I don't have any advice either, but my 8 yr old son is the same way. He is the oldest though. I know alot of it has to do with having two younger siblings who take up most of my time. That and his father working so much.
He gets so frustrated when he can't figure things out. Last yr at baseball he would start crying and getting so angry because he struck out. It's not like he was the only one either.
It's hard and I will be watching this thread for some advise.


----------



## Peepsqueak (Jul 5, 2005)

I am still working with dd and will probably seek some professional counselling. My dh and I had a big arguement about it last night because of it too. He and I used to be on the same page raising the kids, but lately we are separating further and further apart. I do think it opens up avenues of problems with the kids too.

My daughter is defiant, will holler and stamp her foot to get what she wants. I do insist that she go to bed early too because being tired and not getting enough sleep does affect her disposition. I am going to eliminate high sugared foods from her diet as well. She gets frustrated...she wants to do things independently and will not let me do things for her, i.e. her hair, or help her with her lessons, and will say "no" if I ask her to do something.

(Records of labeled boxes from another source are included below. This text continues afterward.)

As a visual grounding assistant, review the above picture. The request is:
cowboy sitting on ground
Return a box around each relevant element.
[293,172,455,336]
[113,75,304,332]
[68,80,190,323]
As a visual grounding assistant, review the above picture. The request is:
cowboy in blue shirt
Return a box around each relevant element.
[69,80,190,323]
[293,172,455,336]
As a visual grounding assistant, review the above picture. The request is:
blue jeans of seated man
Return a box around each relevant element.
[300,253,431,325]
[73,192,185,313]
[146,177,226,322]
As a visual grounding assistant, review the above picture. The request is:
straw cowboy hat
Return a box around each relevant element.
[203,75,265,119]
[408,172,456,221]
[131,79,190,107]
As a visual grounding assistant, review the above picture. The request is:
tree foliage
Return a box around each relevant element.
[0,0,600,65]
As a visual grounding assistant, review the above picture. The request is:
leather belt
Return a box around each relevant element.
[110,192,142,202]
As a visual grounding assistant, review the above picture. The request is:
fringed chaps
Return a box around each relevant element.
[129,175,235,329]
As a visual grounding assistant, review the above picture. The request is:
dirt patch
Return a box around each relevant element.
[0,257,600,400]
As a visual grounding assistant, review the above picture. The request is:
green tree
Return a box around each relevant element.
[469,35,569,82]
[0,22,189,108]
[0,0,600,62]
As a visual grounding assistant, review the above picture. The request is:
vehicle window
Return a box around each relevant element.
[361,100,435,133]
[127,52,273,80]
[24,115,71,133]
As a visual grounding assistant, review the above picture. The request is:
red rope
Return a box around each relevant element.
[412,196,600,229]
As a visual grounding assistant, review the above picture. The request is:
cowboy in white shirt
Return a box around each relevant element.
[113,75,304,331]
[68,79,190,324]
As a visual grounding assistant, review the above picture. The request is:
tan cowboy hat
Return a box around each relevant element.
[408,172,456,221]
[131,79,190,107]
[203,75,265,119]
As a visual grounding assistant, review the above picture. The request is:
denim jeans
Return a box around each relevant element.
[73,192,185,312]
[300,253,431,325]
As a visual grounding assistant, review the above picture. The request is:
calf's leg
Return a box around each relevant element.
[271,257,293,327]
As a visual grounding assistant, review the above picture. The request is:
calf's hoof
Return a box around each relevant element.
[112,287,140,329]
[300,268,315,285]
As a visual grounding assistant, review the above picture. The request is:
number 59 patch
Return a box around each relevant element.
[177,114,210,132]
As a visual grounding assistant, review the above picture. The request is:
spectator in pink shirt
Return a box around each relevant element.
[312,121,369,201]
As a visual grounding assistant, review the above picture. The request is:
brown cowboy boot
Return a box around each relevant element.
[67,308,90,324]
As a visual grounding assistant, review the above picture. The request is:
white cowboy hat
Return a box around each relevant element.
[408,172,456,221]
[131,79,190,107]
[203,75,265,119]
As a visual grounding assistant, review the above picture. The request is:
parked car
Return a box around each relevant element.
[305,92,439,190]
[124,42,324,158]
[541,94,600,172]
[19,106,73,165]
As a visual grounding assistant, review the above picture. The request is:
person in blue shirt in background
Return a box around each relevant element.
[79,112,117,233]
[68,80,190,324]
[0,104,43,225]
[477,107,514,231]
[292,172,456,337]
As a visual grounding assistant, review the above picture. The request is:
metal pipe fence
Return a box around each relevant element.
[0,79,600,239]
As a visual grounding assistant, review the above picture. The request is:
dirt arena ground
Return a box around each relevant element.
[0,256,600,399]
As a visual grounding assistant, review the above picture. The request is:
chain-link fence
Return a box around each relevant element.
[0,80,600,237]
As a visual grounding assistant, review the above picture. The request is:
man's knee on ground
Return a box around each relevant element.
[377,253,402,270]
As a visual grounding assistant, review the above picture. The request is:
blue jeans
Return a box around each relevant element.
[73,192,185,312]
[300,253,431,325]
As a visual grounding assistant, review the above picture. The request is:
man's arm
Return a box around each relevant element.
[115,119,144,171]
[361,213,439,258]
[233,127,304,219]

I put her on a good behavior sticker program. I listed about 5 things she must do successfully to get a sticker for the day. If she gets 5 stickers in a week she gets to do something special. She managed to get 3 stickers last week and has not gotten any more since last week. I will continue to set a few goals for her until the end of the month. If this is not working I will think of another incentive for her. She does get easily discouraged, so I have to remind her to keep sight of her goal for the day.

Example; Goals for the day: No screaming, yelling
Things I request be done without arguement
Get ready for bed and be in bed on time
Help me with one thing daily

This is the general protocol each day. She was excited to try it for a few days but now is off track again. She is only 7 yo so I try to break things down in small steps.


----------



## canadiyank (Mar 16, 2002)

Hi Mama! I still have to reply to your PM about lessons...sorry, I forgot!!

Can you phrase the first expectation as something like, "Use a pleasant voice"?

As far as bed, I'm sure you've tried giving her 5-minute warnings...does that help or make things worse? As far as the helping, could it be the same thing each day? It sounds like routine might help. My dd is much younger, but she really likes knowing "what's next" and we talk about the things happening/expectations for the next day when we're cuddling at bedtime.

I wonder if we could brainstorm some ideas since the sticker chart isn't working...some people use stickers just to "mark off" things instead of as a reward, kwim? Have you read any spirited children books or whatnot? Out-of-Sync Child?

I'm sorry about your dh...I'm sure he is feeling very frustrated, and hope you can find common ground again.


----------